A series of measures taken by the RBI during July 2022 is expected to stabilise the capital flows further and support the INR, it said.
‘Fiscal deficit until August aligned with its budgeted level’
The report said India’s growth narrative in the first six months of the current financial year featured the uninterrupted thrust government provided to its capital expenditure that, until August of FY 2022-23, stood 46.8 percent higher than the corresponding period of the previous year.
The increase marked a decisive shift towards improved quality of spending as the ratio of revenue expenditure to capital outlay fell to 4.5 from 6.4 in the last year, it said, adding, rising capital expenditure levels were also supported by stronger revenue generation following an improvement in tax compliance, higher corporate profitability, and growing economic activity.
Increasing revenue generation has further kept the fiscal deficit until August aligned with its budgeted level, which otherwise could have gone awry with high capital expenditure, higher fertilizer and food subsidies and excise tax cuts to rein in inflation, it added.
While capital formation and digitalisation boost medium-term potential growth rate, learning losses caused by the pandemic-induced shutdowns and rising obesity levels restrain it, the report said, a healthy and educated India is a productive India.

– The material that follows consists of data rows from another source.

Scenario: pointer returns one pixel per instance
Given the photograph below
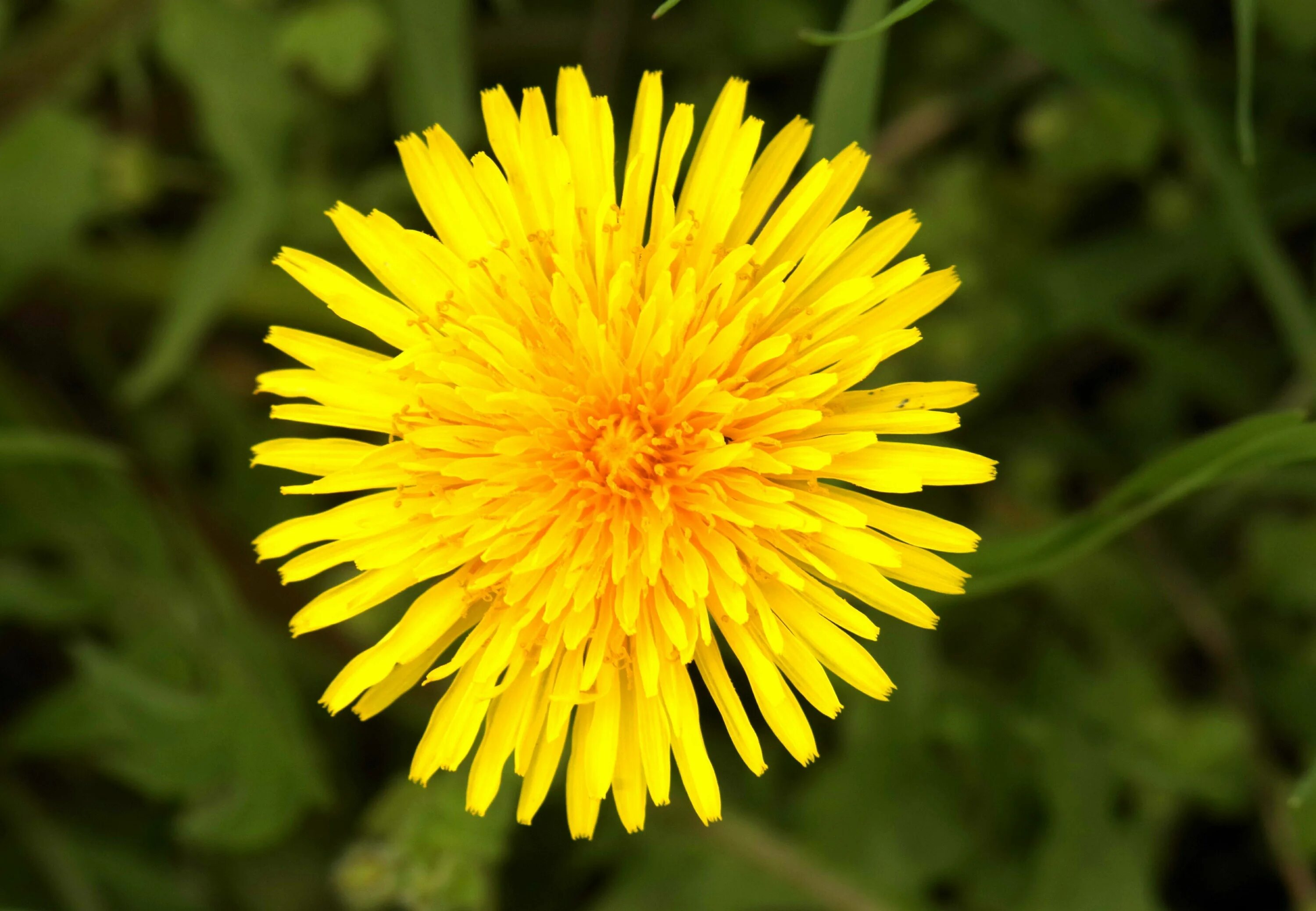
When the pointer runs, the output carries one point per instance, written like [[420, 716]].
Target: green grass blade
[[1256, 444], [847, 103], [1245, 50], [665, 8], [433, 79], [35, 447], [902, 12]]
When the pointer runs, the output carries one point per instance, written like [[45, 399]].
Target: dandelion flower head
[[608, 447]]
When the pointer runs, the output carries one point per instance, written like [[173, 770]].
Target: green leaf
[[48, 187], [433, 79], [665, 8], [35, 447], [847, 102], [339, 43], [902, 12], [1247, 447], [423, 851], [225, 54], [216, 264], [1245, 52]]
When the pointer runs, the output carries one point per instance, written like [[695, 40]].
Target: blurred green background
[[1122, 713]]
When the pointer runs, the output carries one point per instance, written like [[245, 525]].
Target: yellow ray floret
[[611, 441]]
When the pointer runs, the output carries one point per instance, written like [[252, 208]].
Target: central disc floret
[[624, 452]]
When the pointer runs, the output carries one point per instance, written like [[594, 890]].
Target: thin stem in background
[[786, 861]]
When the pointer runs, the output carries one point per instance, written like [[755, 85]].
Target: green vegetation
[[1119, 717]]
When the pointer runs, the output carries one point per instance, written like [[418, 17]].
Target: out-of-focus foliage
[[1119, 717]]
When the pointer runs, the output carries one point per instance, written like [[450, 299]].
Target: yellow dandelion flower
[[615, 427]]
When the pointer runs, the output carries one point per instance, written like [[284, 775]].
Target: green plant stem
[[786, 861], [1210, 630]]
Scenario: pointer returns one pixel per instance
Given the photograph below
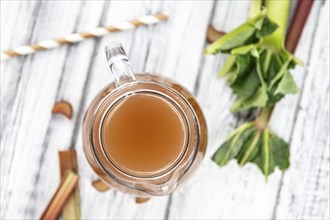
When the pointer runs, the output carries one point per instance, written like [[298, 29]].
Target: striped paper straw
[[78, 37]]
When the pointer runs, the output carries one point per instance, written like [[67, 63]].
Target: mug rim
[[186, 161]]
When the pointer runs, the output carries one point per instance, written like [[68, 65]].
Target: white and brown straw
[[78, 37]]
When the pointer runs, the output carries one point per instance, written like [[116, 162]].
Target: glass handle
[[118, 62]]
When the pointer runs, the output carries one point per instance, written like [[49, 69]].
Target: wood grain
[[31, 136]]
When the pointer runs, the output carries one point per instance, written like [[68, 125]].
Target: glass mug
[[143, 134]]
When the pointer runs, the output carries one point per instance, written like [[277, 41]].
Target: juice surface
[[143, 133]]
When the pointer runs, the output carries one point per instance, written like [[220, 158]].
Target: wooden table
[[31, 136]]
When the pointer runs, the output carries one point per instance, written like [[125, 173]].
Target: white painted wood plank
[[122, 206], [29, 167], [114, 205], [306, 188], [173, 49], [231, 192]]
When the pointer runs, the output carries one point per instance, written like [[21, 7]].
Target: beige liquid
[[143, 134]]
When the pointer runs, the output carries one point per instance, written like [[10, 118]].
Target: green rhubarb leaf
[[247, 144], [267, 28], [274, 153], [227, 66], [247, 85], [257, 99]]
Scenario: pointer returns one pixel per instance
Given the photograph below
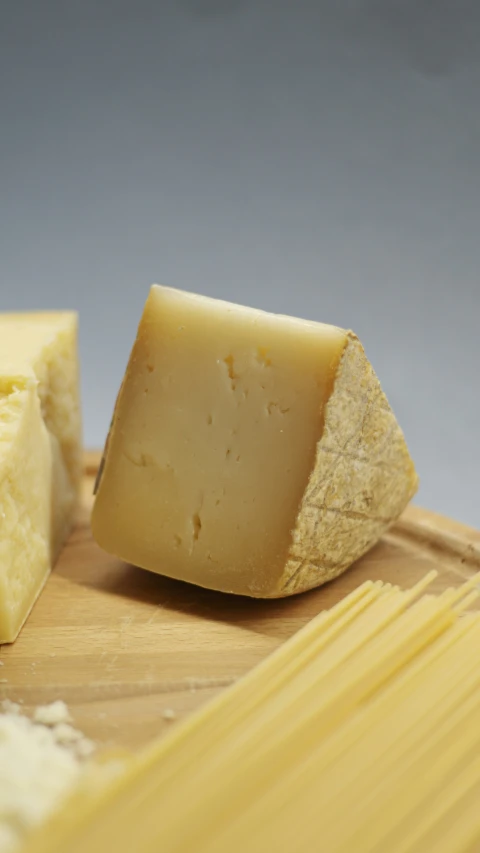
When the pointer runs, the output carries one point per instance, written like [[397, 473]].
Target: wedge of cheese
[[248, 452], [40, 454]]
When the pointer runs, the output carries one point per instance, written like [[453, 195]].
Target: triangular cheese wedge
[[40, 454], [249, 452]]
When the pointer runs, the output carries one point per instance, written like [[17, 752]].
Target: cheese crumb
[[39, 766]]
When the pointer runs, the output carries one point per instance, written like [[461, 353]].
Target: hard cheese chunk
[[248, 452], [40, 454]]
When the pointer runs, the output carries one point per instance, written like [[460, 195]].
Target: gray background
[[314, 158]]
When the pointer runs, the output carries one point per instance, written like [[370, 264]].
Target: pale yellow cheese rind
[[40, 454], [248, 452], [362, 479]]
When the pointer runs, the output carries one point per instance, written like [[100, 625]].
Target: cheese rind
[[40, 454], [248, 452]]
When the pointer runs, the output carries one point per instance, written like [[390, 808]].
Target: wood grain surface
[[122, 646]]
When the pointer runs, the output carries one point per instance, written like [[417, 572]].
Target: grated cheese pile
[[40, 762]]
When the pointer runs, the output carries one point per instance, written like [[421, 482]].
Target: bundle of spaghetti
[[361, 733]]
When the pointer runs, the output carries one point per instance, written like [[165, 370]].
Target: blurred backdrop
[[317, 157]]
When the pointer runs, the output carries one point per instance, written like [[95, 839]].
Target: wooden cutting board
[[122, 646]]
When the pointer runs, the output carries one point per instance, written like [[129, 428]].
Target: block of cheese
[[248, 452], [40, 454]]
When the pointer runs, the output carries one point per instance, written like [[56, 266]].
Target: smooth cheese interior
[[40, 454], [213, 440]]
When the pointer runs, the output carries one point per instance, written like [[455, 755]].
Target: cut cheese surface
[[40, 454], [249, 452]]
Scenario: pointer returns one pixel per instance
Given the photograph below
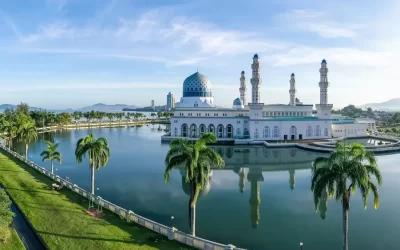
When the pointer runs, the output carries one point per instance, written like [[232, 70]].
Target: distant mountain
[[12, 106], [390, 105]]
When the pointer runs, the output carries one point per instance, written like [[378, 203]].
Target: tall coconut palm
[[98, 152], [342, 173], [51, 154], [28, 134], [197, 159]]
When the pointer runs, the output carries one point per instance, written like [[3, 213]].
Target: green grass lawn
[[13, 243], [60, 217]]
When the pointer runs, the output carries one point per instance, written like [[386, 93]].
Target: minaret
[[243, 89], [255, 80], [323, 84], [292, 90], [323, 108]]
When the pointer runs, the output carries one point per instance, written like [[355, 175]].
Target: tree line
[[44, 118]]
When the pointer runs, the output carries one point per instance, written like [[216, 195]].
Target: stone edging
[[128, 215]]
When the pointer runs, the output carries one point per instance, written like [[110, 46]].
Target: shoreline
[[124, 218], [85, 125]]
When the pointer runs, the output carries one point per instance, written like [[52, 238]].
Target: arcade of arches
[[267, 133]]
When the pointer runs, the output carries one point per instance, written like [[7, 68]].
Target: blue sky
[[74, 53]]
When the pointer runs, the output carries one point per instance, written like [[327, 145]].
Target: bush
[[5, 234], [5, 216]]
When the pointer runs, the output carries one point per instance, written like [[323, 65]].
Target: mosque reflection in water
[[249, 163]]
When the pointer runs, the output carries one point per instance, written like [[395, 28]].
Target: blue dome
[[238, 102], [197, 85]]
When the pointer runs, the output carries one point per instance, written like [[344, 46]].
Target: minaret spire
[[255, 80], [243, 89], [323, 84], [292, 90]]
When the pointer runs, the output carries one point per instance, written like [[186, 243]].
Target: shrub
[[6, 216], [4, 234]]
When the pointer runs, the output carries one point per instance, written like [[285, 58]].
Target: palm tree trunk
[[346, 203], [92, 177], [193, 210], [193, 219]]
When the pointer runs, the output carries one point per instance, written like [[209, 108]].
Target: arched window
[[184, 130], [229, 131], [317, 130], [293, 152], [293, 130], [211, 129], [193, 130], [309, 131], [238, 132], [220, 151], [220, 130], [229, 152], [256, 135], [267, 152], [276, 132], [202, 129], [267, 132]]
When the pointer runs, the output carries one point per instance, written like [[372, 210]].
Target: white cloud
[[317, 22], [70, 85], [59, 4], [343, 56]]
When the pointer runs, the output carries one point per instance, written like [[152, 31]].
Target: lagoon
[[261, 200]]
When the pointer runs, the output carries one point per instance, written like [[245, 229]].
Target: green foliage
[[197, 160], [52, 211], [51, 154], [6, 215], [64, 118], [23, 108], [354, 165], [5, 234], [97, 150]]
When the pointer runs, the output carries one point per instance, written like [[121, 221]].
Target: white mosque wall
[[290, 130], [349, 130], [223, 127]]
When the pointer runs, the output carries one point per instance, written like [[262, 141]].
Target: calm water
[[261, 200]]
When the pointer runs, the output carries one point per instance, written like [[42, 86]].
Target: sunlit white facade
[[197, 113]]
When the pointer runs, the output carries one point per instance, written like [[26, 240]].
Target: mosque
[[197, 113]]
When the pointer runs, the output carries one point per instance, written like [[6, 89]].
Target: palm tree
[[51, 154], [110, 117], [28, 134], [97, 150], [352, 165], [197, 159]]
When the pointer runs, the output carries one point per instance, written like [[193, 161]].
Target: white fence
[[171, 232]]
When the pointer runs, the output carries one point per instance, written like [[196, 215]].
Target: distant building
[[170, 101]]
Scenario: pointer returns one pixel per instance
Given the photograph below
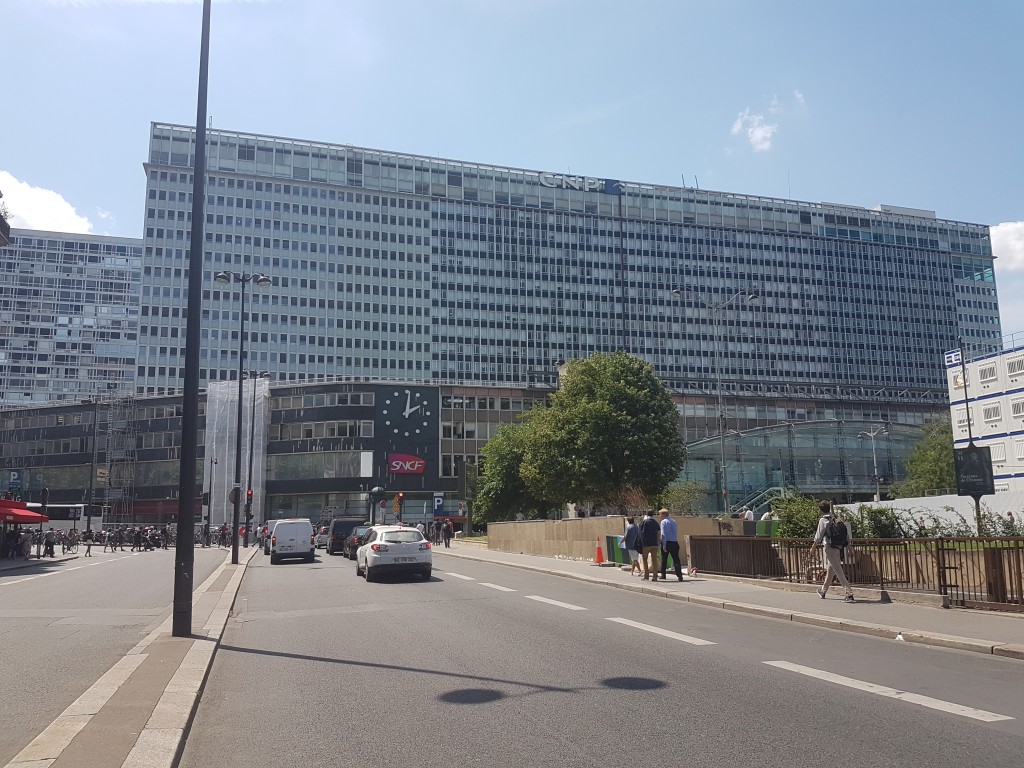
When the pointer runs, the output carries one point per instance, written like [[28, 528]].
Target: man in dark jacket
[[650, 538]]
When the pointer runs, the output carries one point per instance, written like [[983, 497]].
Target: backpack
[[837, 535]]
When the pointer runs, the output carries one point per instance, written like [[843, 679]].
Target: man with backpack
[[833, 536]]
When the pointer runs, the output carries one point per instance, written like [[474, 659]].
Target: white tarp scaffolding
[[221, 425]]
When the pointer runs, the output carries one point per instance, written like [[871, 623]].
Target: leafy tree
[[684, 497], [610, 429], [930, 465], [501, 491]]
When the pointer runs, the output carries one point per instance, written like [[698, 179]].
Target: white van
[[292, 538]]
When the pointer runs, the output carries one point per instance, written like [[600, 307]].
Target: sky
[[907, 102]]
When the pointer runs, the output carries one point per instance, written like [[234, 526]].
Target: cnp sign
[[403, 464], [581, 183]]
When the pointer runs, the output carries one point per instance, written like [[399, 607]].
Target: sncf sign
[[403, 464]]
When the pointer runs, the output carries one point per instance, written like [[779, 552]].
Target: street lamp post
[[872, 432], [716, 309], [262, 281], [254, 375]]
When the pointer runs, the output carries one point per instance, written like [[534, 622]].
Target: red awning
[[18, 512]]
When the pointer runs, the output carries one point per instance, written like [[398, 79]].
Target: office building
[[69, 316]]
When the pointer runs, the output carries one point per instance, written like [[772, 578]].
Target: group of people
[[437, 531], [651, 543]]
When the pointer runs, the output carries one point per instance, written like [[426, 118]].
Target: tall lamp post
[[872, 433], [92, 466], [262, 281], [716, 310], [254, 375]]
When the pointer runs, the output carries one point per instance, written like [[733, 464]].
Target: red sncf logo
[[403, 464]]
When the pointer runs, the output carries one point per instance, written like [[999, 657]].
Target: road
[[62, 625], [492, 666]]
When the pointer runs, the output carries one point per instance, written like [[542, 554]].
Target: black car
[[353, 540], [338, 534]]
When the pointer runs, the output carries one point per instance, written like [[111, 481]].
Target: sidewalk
[[977, 631], [137, 715]]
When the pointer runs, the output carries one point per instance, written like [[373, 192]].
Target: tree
[[930, 466], [501, 491], [684, 497], [610, 432]]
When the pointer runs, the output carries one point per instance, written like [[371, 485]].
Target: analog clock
[[406, 413]]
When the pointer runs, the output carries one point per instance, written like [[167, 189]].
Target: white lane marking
[[663, 633], [882, 690], [64, 570], [548, 600]]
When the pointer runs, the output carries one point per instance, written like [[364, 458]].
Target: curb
[[1008, 650]]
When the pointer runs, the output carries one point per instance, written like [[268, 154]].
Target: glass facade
[[69, 316], [395, 266]]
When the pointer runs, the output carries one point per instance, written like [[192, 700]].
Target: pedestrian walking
[[650, 535], [670, 544], [834, 535], [631, 540]]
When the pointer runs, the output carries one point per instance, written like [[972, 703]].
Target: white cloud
[[759, 133], [37, 208], [1008, 247]]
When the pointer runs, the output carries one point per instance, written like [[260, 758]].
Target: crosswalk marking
[[663, 633], [882, 690], [568, 606]]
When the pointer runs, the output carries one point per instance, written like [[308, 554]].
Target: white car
[[393, 549]]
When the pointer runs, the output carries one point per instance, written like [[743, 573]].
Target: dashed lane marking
[[882, 690], [663, 633], [567, 606]]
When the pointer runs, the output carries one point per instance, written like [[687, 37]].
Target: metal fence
[[974, 572]]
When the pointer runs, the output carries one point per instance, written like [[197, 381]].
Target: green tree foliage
[[501, 491], [930, 466], [609, 435], [684, 498]]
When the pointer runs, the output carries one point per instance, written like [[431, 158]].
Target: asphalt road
[[478, 667], [64, 625]]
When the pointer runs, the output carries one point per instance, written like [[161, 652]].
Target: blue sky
[[908, 102]]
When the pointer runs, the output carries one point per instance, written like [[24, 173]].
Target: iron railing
[[975, 572]]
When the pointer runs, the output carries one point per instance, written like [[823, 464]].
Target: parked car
[[353, 540], [338, 534], [293, 538], [393, 549]]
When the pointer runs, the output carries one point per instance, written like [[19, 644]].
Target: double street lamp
[[254, 375], [716, 308], [872, 433], [261, 280]]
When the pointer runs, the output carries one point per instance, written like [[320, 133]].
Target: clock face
[[407, 413]]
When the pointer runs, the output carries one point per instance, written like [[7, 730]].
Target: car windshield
[[402, 537]]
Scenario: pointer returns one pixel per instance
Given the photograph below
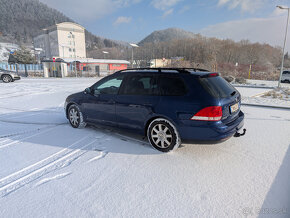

The government quietly went about facilitating the development of India’s digital infrastructure on the foundation of unique national identity, financial inclusion and payments, it said.
Similarly, quietly rebuilding the economy’s ability to grow and letting it grow, after at least half a decade of financial stress followed by the pandemic, the global inflation shock and the global tightening of financial conditions will yield results that will be harder for the world to miss, it added.